One of the interesting things about reading Augustine’s Confessions is the way it makes one reflect on what the practice of confession means in a full theological sense. Clearly Augustine’s act of confessing in his account includes what we normally think of, namely the public admission of sin. However it is clearly much, much more than that for Augustine. All throughout the Confessions the language is saturated with longing, prayer, inquiry, exultation, sorrow, joy, and hope. In short, the language of the Confessions is the language of the pslams, or more generally, of prayer.
Put even more succinctly, for Augustine, confession ultimately is centered in speaking the truth about God and creation in all its dramatic complexity and contingency. “Confession” means something like profession of the fullness of our faith, proclamation of the gospel in all its dimensions. Confession is the passionate commitment to speak the truth in all its beauty in the face of our own manifest slavery and contradiction. However for Augustine this task is not one of sheer moral resolve, let alone humiliation, rather it is an exercise of joy in God.

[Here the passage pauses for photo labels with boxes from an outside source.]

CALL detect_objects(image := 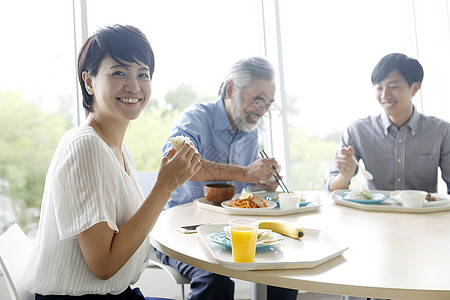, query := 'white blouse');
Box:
[26,126,150,296]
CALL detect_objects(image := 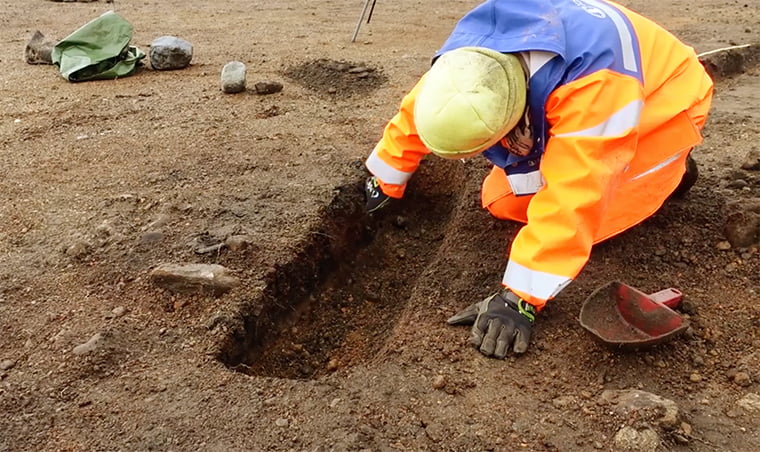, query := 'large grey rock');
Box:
[222,61,245,94]
[601,389,680,429]
[150,264,240,295]
[150,36,193,71]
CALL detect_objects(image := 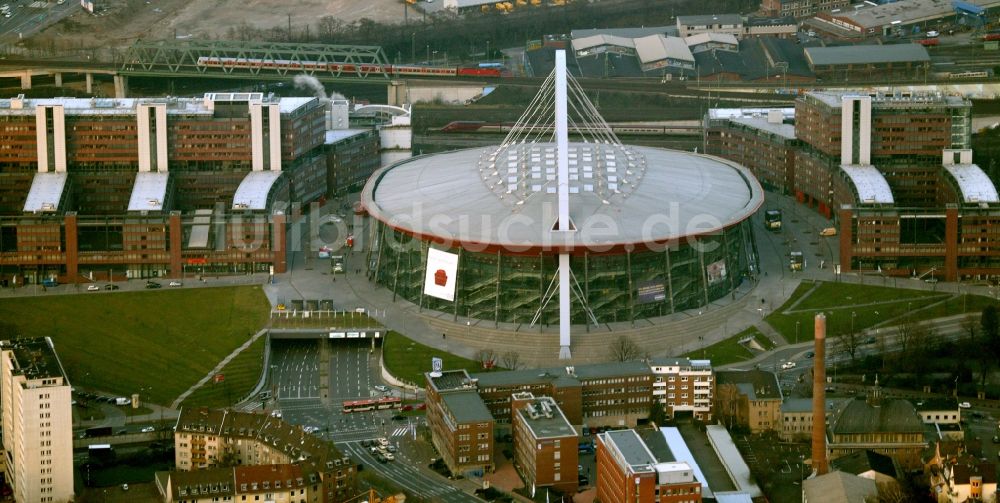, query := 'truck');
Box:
[788,251,806,271]
[87,444,115,466]
[83,426,112,438]
[764,210,781,232]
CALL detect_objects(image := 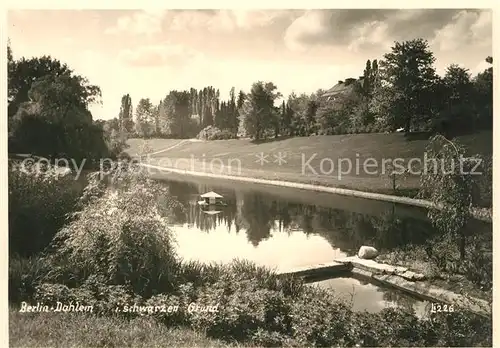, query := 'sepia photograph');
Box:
[4,3,497,347]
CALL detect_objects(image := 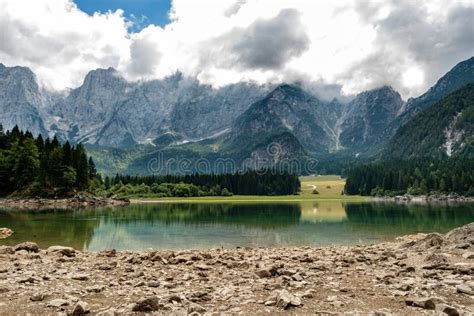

To boil it all down, confession must ultimately be seen as the articulation of our own doxological transformation. In confession we recount how we have been and continue to be caught up into God’s radical love which draws us away from sin and futility and towards the fullness of life and joy in sharing in the triune life. In short, confession is doxology. In confession we are drawn to speak (or sing) the truth of God’s intrusion into our lives of sin and slavery out of the excess of the joy that comes from knowing God and knowing ourselves and our neighbors in God.
Confession is not a difficult moral duty. Rather it is an exercise of doxological delight in the beauty of how God has seized in Christ and through the Spirit given us a share in the very life of the Trinity.